According to a poll conducted by Pew Research Center's Forum on Religion and Public Life, only 49% of Americans believe that President Obama is a Christian despite his assertions, while another 17% called him a "Muslim."
Others, however, such as megachurch pastor Joel Osteen, have vouched for the President's Christian faith. In November, the pastor told Wolf Blitzer of CNN that he often heard Obama express a belief in Jesus, redemption and salvation.
"I just believe in my heart that he's a Christian," Osteen said. "He says he is."
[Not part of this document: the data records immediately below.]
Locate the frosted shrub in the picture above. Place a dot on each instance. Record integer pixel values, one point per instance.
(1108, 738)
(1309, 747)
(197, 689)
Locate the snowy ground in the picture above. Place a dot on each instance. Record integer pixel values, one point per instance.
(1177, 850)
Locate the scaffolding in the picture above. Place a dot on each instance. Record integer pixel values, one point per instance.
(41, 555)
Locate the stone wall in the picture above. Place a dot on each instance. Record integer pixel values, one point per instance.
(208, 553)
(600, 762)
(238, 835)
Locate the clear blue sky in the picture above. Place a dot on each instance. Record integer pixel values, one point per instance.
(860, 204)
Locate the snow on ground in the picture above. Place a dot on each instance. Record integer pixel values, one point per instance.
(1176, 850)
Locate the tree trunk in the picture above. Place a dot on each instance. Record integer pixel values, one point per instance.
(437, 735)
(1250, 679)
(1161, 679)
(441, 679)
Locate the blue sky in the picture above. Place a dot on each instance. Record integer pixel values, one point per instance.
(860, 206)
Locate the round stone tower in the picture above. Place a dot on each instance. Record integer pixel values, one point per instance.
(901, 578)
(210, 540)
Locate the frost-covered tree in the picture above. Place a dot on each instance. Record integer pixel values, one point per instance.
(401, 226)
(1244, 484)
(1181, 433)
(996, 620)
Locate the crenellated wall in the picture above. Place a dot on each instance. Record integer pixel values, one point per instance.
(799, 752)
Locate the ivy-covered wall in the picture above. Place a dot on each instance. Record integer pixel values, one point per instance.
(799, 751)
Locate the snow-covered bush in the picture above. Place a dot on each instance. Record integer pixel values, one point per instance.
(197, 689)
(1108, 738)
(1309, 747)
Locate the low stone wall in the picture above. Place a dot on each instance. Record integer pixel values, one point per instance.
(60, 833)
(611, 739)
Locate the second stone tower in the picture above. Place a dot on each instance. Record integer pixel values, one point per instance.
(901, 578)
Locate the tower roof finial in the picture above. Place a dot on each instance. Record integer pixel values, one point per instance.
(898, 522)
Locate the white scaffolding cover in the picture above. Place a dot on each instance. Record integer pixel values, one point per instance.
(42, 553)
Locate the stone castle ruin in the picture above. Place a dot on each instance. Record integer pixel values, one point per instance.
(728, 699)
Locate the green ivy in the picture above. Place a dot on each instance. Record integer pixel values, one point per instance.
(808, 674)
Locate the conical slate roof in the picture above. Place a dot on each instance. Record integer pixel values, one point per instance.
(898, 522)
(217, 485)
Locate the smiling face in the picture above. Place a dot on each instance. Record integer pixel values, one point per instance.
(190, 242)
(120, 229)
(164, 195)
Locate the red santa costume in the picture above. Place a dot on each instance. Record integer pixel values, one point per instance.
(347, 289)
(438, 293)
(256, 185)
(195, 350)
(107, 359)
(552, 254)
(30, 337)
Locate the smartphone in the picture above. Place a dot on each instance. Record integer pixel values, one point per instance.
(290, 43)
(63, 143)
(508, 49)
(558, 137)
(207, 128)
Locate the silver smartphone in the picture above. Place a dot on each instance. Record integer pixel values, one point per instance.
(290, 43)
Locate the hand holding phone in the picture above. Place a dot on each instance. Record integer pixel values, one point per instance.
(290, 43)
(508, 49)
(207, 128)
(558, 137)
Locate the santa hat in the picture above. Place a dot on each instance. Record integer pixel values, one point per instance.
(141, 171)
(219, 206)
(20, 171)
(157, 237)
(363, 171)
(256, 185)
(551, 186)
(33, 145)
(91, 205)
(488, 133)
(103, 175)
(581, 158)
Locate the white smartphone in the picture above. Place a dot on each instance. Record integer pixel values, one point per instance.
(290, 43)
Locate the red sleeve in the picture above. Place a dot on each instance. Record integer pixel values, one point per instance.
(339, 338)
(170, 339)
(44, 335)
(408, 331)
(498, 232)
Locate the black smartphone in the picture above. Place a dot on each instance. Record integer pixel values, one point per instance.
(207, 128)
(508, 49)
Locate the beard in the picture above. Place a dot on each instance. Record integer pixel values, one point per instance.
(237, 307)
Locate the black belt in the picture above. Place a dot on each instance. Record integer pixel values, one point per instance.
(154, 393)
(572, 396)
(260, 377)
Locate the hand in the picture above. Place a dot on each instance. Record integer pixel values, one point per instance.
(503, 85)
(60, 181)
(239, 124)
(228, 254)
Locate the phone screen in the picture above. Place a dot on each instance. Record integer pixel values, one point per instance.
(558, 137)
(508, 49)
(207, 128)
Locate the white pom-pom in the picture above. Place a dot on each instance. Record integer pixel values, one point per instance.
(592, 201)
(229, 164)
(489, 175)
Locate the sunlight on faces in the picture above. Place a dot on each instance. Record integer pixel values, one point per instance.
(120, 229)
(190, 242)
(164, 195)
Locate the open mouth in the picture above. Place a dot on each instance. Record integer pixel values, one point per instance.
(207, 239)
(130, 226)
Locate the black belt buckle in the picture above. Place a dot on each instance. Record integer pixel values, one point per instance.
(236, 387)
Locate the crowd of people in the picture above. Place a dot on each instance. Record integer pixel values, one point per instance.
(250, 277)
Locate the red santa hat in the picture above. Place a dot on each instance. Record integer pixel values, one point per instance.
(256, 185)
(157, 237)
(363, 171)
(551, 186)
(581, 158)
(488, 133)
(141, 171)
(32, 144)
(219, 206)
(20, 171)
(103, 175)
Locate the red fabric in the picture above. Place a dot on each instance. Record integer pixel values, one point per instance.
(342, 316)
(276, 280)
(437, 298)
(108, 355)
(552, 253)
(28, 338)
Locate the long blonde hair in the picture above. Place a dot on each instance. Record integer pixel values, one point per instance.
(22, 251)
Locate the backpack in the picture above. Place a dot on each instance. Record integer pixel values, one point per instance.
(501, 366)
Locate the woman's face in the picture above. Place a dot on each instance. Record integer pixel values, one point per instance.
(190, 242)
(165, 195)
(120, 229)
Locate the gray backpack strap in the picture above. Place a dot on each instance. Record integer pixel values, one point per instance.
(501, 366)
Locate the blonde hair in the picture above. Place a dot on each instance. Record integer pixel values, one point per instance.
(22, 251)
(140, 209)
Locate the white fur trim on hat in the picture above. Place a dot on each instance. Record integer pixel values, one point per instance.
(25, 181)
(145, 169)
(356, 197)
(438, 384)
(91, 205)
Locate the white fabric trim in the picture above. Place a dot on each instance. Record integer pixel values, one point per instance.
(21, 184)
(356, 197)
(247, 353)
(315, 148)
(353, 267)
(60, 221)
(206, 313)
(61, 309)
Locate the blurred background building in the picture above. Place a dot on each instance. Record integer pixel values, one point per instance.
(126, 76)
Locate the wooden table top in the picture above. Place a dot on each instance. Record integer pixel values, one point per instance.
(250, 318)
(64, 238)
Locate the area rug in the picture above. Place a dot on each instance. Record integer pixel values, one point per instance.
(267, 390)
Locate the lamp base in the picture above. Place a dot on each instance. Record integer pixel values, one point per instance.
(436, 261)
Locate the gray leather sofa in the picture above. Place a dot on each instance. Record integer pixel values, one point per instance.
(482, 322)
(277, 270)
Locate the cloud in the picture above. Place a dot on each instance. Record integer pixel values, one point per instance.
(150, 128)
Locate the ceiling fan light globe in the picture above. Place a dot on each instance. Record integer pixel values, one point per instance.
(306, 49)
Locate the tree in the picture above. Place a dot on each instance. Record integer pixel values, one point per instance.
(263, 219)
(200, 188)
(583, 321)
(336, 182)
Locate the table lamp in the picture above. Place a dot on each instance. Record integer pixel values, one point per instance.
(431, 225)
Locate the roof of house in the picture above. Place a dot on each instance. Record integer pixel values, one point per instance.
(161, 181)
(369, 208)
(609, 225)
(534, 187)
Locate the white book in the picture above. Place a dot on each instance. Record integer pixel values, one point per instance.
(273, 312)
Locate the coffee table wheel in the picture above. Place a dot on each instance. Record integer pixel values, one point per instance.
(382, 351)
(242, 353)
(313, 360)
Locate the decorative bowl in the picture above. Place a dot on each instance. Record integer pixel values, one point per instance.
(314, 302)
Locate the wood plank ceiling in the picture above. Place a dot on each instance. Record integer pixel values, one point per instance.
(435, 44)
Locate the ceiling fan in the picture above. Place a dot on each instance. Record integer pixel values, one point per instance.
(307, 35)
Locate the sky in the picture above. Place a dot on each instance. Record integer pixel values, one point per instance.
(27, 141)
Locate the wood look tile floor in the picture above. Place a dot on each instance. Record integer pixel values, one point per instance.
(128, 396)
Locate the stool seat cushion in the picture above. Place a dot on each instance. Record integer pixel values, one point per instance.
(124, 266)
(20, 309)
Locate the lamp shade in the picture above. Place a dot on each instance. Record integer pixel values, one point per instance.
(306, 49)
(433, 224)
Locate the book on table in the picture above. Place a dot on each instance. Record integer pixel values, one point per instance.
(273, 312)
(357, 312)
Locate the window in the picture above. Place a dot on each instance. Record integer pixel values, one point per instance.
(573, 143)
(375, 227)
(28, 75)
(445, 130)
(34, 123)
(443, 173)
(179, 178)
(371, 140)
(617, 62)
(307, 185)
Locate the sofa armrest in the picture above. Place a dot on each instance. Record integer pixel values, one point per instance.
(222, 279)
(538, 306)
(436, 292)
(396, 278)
During his speech on Tuesday, Obama praised the variety of faiths practiced in both India and the United States, asserting, ''Our nations are strongest when we see that we are all God's children -- all equal in His eyes and worthy of His love. Across our two great countries we have Hindus and Muslims, Christians and Sikhs, and Jews and Buddhists and Jains and so many faiths.''
Obama also called on Indian Prime Minister Narenda Modi to pursue women's rights and religious tolerance, predicting that India will succeed "as long as it's not splintered along religious lines."
The President's comments were made in the wake of rising violence against Christians in India. According to UCANews.com, the Christian Persecution Report for 2014 showed that as many as 7,000 Christians suffered some form of persecution, and there were five deaths resulting from violence including an 11-year-old child. Additionally, over the past several weeks, multiple churches have been torched and vandalized.
Persecution watchdog group International Christian Concern, which has highlighted a number of these attacks on Christians, said that it remains to be seen whether India will "now take heed" of Obama's words.